Submitted to: Plant Disease
Publication Type: Peer reviewed journal
Publication Acceptance Date: 6/15/2001
Publication Date: 12/20/2001
Citation: BRADLEY, C.A., HARTMAN, G.L., NELSON, R.L., MUELLER, D.S., PEDERSEN, W.L. RESPONSE OF ANCESTRAL SOYBEAN LINES AND COMMERCIAL CULTIVARS TO RHIZOCTONIA ROOT AND HYPOCOTYL ROT. PLANT DISEASE. 2001. v. 85. p. 1091-1095. Interpretive Summary: Rhizoctonia root and hypocotyl rot of soybean is a common and widespread soil-borne fungal disease that causes damping-off as well as lesions on the hypocotyl and root. There are no commercial cultivars that are marketed as having resistance and few reports have been published on evaluation of soybean for resistance. The objective of this study was to evaluate the ancestral soybean lines from which current North American cultivars were developed, as well as privately and publicly developed commercial soybean cultivars, for resistance, and to identify sources of resistance that could be used immediately by growers and breeders to manage the disease. Most of the ancestral lines and cultivars evaluated were susceptible; however, 21 of the ancestral lines and 20 of the commercial cultivars were partially resistant. This information is the first extensive report that provides data on soybean resistance to the fungal pathogen that causes Rhizoctonia root and hypocotyl rot. This is of interest and use to both private and public soybean breeders that may want to use this resistance to develop high-yielding disease resistant cultivars.

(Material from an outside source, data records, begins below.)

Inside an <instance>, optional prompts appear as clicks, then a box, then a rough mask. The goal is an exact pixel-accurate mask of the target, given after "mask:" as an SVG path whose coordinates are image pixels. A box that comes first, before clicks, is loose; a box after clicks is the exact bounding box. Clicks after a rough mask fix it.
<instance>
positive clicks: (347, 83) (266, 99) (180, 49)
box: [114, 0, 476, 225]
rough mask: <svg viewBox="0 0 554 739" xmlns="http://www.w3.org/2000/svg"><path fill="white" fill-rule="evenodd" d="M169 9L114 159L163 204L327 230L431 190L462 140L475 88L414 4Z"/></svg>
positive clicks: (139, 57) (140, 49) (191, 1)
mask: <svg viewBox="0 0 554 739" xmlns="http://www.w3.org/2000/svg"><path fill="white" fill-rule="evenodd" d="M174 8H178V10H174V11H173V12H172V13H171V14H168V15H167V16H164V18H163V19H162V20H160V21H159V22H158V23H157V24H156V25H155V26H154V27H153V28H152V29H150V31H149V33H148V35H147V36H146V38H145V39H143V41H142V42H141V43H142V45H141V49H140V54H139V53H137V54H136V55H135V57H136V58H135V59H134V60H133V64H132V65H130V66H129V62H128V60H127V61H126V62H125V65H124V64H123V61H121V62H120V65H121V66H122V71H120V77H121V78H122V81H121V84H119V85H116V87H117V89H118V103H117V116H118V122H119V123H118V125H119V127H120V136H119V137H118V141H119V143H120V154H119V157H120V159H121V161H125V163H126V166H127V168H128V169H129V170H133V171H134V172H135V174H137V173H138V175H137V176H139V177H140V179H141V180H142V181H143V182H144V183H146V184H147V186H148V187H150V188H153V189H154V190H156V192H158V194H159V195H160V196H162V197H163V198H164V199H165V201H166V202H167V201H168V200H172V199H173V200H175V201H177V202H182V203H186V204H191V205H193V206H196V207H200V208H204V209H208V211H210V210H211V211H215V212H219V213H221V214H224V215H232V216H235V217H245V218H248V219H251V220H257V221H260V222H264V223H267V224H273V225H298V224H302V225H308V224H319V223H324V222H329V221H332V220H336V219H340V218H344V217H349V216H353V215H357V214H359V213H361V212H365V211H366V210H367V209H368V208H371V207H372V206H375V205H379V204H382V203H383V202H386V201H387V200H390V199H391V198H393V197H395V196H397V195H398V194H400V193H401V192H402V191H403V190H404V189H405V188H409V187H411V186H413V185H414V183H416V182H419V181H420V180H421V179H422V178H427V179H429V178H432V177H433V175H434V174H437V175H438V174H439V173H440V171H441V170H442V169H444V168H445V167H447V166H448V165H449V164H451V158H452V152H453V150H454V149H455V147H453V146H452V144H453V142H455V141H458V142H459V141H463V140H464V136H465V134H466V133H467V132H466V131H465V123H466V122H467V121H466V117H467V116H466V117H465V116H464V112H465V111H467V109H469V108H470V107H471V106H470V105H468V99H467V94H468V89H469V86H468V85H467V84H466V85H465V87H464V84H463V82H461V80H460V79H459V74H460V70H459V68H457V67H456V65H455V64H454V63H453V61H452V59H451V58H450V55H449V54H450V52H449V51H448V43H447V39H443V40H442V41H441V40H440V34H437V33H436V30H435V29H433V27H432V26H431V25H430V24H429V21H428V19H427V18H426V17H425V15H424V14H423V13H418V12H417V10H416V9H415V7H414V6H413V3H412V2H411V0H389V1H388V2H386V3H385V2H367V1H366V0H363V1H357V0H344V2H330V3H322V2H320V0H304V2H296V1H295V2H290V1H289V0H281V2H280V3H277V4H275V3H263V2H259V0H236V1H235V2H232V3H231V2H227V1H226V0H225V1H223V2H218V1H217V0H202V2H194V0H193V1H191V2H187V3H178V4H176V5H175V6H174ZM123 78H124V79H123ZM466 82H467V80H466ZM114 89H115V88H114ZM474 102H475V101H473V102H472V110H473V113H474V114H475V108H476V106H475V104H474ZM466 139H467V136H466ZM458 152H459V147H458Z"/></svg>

Technical Abstract: Rhizoctonia root and hypocotyl rot is a common disease of soybean caused by Rhizoctonia solani. There are no commercial cultivars marketed as resistant to Rhizoctonia root and hypocotyl rot, and only a few sources of partial resistance to this disease have been reported. Ninety ancestral soybean lines, maturity groups (MGs) 000 to X, and 700 commercial cultivars, MGs II to IV, were evaluated for resistance to R. solani under greenhouse conditions. Most of the ancestral lines and cultivars evaluated were susceptible; however, 21 of the ancestral lines and 20 of the commercial cultivars were partially resistant. Of the 21 ancestral lines, CNS, Mandarin (Ottawa), and Jackson are in the pedigree of cultivars previously reported as being partially resistant to R. solani. In an additional study, dry root weights of 21 soybean cultivars were evaluated after inoculation with R. solani. Variation in dry root weight occurred among cultivars, but there was not a significant (P = 0.05) correlation between dry root weight and disease severity.